Two members of the so-called "gang of six" — a bipartisan group of senators working to craft a long-term spending plan — said Sunday they’re making progress on their proposal, despite concerns expressed last week that the talks could be in trouble.
And, in claiming the plan would take a balanced approach, they predicted Republicans and Democrats alike would despise it.
"Let me assure you, we’re going to make everybody mad," Sen. Mark Warner, D-Va., said.
Tom Coburn (R-OK):
"Nobody is going to like what we come up with," Coburn told "Fox News Sunday." "The left isn’t going to like it and the right isn’t going to like it. And that’s one thing that would be an indicator that is probably the best compromise we’re going to be able to get."
Some things being considered in the proposal:
Coburn did not elaborate on the details of the plan, but Warner offered a few glimpses.
In an interview with CBS’ "Face the Nation," he said "everything has to be on the table."
Warner said the group was working off the proposal from the president’s fiscal commission and would be "touching every part of the problem," including Social Security — something largely excluded from both Ryan’s proposal and Obama’s.
"Part of this is just math — 16 workers for every one retiree 50 years ago, three workers for every retiree now," Warner said.

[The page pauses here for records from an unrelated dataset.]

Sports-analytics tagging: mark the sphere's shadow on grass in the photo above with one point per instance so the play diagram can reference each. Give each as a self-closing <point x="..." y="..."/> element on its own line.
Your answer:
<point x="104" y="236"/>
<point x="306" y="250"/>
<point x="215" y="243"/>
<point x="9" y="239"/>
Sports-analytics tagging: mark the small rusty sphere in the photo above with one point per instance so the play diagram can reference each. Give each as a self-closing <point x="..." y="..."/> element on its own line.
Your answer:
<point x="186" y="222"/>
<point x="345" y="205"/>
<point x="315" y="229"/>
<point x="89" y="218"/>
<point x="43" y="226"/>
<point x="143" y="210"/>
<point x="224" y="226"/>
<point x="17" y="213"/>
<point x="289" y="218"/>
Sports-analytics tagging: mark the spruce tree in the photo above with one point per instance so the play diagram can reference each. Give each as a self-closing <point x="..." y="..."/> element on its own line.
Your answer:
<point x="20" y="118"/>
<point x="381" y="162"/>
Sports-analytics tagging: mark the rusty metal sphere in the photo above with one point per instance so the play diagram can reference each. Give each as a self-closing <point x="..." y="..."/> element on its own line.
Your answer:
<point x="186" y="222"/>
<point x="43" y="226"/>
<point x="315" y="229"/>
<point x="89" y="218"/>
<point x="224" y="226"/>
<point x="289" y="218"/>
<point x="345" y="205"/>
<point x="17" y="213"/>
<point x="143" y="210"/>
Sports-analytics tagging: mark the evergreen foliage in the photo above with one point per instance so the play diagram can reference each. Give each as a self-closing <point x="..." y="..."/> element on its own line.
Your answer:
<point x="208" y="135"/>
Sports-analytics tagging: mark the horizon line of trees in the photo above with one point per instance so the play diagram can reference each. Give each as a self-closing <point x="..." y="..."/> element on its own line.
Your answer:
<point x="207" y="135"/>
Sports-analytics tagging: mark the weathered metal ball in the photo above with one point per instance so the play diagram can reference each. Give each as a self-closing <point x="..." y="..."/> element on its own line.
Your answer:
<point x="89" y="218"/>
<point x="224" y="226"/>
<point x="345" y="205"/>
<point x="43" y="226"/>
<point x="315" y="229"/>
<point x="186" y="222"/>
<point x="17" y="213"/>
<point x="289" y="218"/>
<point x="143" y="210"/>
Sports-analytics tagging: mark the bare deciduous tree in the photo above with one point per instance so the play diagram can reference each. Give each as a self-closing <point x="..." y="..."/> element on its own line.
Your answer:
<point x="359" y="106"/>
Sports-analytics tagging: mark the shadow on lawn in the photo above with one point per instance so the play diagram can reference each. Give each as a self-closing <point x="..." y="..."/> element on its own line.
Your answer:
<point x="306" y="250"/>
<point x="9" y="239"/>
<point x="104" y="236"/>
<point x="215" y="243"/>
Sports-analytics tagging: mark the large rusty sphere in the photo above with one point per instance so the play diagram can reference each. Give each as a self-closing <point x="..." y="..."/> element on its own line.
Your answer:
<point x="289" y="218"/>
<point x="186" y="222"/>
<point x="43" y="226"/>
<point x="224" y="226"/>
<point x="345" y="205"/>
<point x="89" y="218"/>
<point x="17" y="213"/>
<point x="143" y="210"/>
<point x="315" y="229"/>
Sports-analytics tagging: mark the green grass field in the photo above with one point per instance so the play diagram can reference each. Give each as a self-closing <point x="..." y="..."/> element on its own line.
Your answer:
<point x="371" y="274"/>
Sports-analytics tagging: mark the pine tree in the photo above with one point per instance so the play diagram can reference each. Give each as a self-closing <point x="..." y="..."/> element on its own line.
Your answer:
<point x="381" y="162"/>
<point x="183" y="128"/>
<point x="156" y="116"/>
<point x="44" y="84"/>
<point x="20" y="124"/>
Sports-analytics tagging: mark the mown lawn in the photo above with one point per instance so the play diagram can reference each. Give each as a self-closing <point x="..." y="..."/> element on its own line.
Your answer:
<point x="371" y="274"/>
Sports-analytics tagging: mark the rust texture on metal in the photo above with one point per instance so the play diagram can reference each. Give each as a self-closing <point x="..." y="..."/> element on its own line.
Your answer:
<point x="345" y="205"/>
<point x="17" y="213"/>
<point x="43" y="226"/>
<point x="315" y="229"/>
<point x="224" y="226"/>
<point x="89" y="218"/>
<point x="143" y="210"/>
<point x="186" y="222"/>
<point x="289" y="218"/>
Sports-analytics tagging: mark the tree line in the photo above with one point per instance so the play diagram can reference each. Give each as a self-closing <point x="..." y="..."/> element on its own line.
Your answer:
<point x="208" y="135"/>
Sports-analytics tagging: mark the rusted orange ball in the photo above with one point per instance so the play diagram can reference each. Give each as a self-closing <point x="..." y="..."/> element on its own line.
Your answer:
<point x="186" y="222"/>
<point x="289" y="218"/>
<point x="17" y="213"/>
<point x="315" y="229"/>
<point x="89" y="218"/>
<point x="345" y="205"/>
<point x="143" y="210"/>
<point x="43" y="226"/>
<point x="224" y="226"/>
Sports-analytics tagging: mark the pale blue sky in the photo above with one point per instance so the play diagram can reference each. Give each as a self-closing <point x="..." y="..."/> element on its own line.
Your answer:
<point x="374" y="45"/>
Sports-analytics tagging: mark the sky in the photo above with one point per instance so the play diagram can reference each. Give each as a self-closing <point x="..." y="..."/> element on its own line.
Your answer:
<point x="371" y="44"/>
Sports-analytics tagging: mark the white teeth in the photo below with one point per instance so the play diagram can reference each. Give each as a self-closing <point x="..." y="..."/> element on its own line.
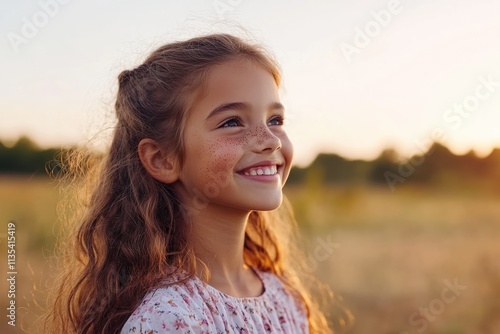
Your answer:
<point x="271" y="170"/>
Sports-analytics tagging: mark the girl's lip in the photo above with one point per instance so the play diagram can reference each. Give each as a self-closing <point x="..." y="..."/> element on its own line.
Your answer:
<point x="266" y="163"/>
<point x="262" y="178"/>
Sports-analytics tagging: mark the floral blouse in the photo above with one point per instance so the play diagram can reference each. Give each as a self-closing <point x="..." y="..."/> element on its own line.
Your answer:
<point x="196" y="307"/>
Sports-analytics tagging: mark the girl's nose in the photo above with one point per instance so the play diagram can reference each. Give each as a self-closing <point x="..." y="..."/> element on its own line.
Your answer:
<point x="266" y="140"/>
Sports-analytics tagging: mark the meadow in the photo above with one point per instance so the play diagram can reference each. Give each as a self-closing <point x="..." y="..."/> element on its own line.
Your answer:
<point x="413" y="260"/>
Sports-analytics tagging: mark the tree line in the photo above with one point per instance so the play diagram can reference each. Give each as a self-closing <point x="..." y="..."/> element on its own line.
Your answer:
<point x="437" y="166"/>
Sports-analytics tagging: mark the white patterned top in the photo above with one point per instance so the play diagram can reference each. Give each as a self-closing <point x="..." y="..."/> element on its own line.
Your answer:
<point x="196" y="307"/>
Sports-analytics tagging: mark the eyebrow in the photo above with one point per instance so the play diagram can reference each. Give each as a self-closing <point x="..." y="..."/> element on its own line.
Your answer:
<point x="239" y="106"/>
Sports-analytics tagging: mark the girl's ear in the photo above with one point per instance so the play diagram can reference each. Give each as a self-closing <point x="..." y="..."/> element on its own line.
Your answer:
<point x="160" y="165"/>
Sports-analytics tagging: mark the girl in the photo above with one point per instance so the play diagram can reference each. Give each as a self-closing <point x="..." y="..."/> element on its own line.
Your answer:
<point x="184" y="230"/>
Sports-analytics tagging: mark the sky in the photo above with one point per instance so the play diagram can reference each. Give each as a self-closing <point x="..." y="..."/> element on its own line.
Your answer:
<point x="359" y="76"/>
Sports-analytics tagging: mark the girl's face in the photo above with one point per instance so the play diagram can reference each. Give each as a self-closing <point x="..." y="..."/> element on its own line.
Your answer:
<point x="237" y="153"/>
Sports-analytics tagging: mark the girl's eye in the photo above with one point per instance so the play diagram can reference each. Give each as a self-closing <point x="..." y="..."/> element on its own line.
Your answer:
<point x="230" y="123"/>
<point x="277" y="120"/>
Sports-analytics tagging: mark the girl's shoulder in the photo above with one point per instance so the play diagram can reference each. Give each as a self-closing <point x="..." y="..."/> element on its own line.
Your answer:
<point x="192" y="306"/>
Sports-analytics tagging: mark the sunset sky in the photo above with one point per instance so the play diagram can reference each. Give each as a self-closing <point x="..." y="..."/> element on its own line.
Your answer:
<point x="360" y="76"/>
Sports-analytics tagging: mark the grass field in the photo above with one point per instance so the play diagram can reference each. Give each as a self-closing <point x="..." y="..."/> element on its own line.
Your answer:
<point x="408" y="261"/>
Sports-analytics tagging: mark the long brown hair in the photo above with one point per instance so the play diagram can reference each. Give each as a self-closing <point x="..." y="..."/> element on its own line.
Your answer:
<point x="130" y="232"/>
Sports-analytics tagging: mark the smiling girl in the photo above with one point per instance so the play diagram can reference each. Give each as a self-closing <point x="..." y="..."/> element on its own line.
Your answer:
<point x="186" y="229"/>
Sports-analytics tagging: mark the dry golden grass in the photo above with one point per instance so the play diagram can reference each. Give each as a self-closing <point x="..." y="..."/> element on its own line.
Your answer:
<point x="393" y="251"/>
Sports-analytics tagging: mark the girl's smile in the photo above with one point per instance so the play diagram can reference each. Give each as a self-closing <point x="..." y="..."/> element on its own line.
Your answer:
<point x="237" y="153"/>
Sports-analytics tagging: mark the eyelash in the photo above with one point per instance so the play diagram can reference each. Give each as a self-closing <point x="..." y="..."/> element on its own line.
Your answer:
<point x="236" y="119"/>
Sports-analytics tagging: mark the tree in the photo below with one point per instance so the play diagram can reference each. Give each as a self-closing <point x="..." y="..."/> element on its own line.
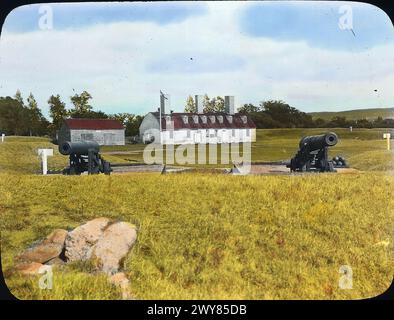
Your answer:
<point x="218" y="104"/>
<point x="57" y="111"/>
<point x="248" y="108"/>
<point x="130" y="121"/>
<point x="14" y="117"/>
<point x="206" y="103"/>
<point x="190" y="105"/>
<point x="81" y="105"/>
<point x="18" y="97"/>
<point x="37" y="122"/>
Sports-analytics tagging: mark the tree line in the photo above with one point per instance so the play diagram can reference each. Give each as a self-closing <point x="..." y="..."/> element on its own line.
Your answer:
<point x="24" y="117"/>
<point x="20" y="117"/>
<point x="278" y="114"/>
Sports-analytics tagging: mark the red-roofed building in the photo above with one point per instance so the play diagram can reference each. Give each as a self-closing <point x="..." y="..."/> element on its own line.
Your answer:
<point x="104" y="131"/>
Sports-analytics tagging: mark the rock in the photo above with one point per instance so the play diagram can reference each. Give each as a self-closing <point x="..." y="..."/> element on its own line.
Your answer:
<point x="79" y="242"/>
<point x="120" y="280"/>
<point x="113" y="246"/>
<point x="55" y="262"/>
<point x="29" y="268"/>
<point x="51" y="247"/>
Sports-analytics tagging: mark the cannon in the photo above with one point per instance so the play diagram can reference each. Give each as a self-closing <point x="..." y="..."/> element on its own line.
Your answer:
<point x="84" y="156"/>
<point x="312" y="154"/>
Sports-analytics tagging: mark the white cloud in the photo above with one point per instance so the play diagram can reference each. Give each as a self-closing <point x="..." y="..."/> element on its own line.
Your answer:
<point x="111" y="62"/>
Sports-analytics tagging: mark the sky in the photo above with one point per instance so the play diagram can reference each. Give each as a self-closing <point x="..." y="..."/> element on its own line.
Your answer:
<point x="316" y="56"/>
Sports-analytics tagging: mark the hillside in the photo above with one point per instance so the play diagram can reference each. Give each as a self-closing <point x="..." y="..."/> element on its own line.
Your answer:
<point x="356" y="114"/>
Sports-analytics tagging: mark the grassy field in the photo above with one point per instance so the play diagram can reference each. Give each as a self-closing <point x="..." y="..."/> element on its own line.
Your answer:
<point x="368" y="114"/>
<point x="213" y="236"/>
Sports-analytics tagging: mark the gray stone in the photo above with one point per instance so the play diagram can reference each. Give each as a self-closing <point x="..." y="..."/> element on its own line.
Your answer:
<point x="28" y="268"/>
<point x="50" y="248"/>
<point x="80" y="242"/>
<point x="113" y="246"/>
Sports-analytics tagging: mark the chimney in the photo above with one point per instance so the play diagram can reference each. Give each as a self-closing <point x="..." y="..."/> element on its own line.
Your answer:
<point x="164" y="102"/>
<point x="198" y="99"/>
<point x="229" y="104"/>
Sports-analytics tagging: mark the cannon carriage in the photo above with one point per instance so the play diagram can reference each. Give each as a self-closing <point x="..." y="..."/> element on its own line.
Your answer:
<point x="84" y="157"/>
<point x="312" y="154"/>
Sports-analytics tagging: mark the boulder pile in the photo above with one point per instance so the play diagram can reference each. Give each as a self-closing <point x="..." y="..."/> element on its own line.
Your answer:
<point x="102" y="242"/>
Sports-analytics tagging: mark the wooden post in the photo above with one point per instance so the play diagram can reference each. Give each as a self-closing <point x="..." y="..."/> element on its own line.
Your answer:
<point x="44" y="153"/>
<point x="387" y="136"/>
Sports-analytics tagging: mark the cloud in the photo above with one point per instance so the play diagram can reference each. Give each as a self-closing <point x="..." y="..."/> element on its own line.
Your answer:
<point x="124" y="65"/>
<point x="196" y="62"/>
<point x="318" y="24"/>
<point x="79" y="15"/>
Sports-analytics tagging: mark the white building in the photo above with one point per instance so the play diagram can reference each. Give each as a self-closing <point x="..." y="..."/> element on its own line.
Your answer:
<point x="194" y="128"/>
<point x="104" y="131"/>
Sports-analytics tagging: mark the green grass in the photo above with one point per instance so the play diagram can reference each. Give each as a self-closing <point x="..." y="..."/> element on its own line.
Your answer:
<point x="358" y="114"/>
<point x="214" y="236"/>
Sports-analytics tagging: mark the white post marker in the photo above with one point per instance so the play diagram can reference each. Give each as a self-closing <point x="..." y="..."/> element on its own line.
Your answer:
<point x="45" y="153"/>
<point x="387" y="136"/>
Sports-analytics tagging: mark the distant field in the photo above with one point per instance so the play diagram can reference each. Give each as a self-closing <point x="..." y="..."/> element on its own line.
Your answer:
<point x="356" y="114"/>
<point x="213" y="236"/>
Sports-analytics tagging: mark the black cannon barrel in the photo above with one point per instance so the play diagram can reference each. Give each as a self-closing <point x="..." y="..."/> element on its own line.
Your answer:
<point x="67" y="148"/>
<point x="318" y="142"/>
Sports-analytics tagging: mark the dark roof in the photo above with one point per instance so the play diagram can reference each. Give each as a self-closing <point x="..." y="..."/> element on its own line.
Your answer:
<point x="94" y="124"/>
<point x="237" y="122"/>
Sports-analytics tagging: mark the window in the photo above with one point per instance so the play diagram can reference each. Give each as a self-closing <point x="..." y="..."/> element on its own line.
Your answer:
<point x="86" y="136"/>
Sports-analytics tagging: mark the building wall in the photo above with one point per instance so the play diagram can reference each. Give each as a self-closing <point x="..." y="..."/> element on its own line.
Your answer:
<point x="102" y="137"/>
<point x="63" y="134"/>
<point x="149" y="128"/>
<point x="208" y="136"/>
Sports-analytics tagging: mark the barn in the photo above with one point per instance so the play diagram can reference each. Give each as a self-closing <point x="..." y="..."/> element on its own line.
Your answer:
<point x="106" y="132"/>
<point x="199" y="127"/>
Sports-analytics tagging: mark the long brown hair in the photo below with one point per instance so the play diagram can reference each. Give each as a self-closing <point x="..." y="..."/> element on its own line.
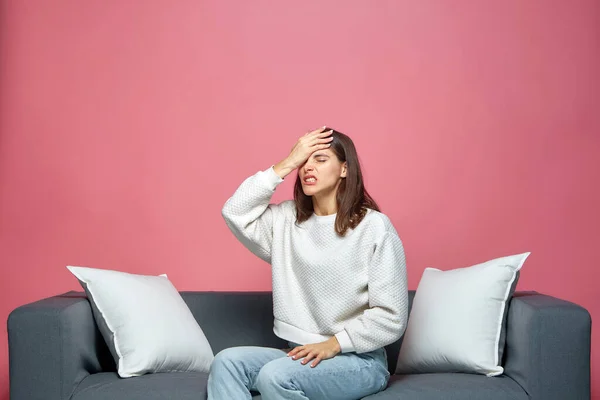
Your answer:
<point x="352" y="198"/>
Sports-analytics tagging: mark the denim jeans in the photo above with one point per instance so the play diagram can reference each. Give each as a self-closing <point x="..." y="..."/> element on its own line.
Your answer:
<point x="237" y="371"/>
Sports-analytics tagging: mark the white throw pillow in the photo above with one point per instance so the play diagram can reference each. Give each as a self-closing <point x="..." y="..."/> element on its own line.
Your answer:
<point x="145" y="322"/>
<point x="458" y="317"/>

He also said the tax code needs to be addressed, not necessarily through tax increases but by eliminating deductions. He said the group is looking to impose about $3 in cuts for every $1 in increased revenue.
"Charitable deduction, home mortgage deduction — if we would cut back on some of those, we could actually lower rates and still increase revenues," he said. Warner said the group is "very close" to a deal.
The "gang of six" is not expected to have a report until after the two-week spring recess that starts Monday. The other members on that panel are Sens. Dick Durbin, D-Ill.; Saxby Chambliss, R-Ga.; Kent Conrad, D-N.D.; and Michael Crapo, R-Idaho. Conrad threatened last week that if the group doesn’t come up with something soon, he might propose his own budget plan.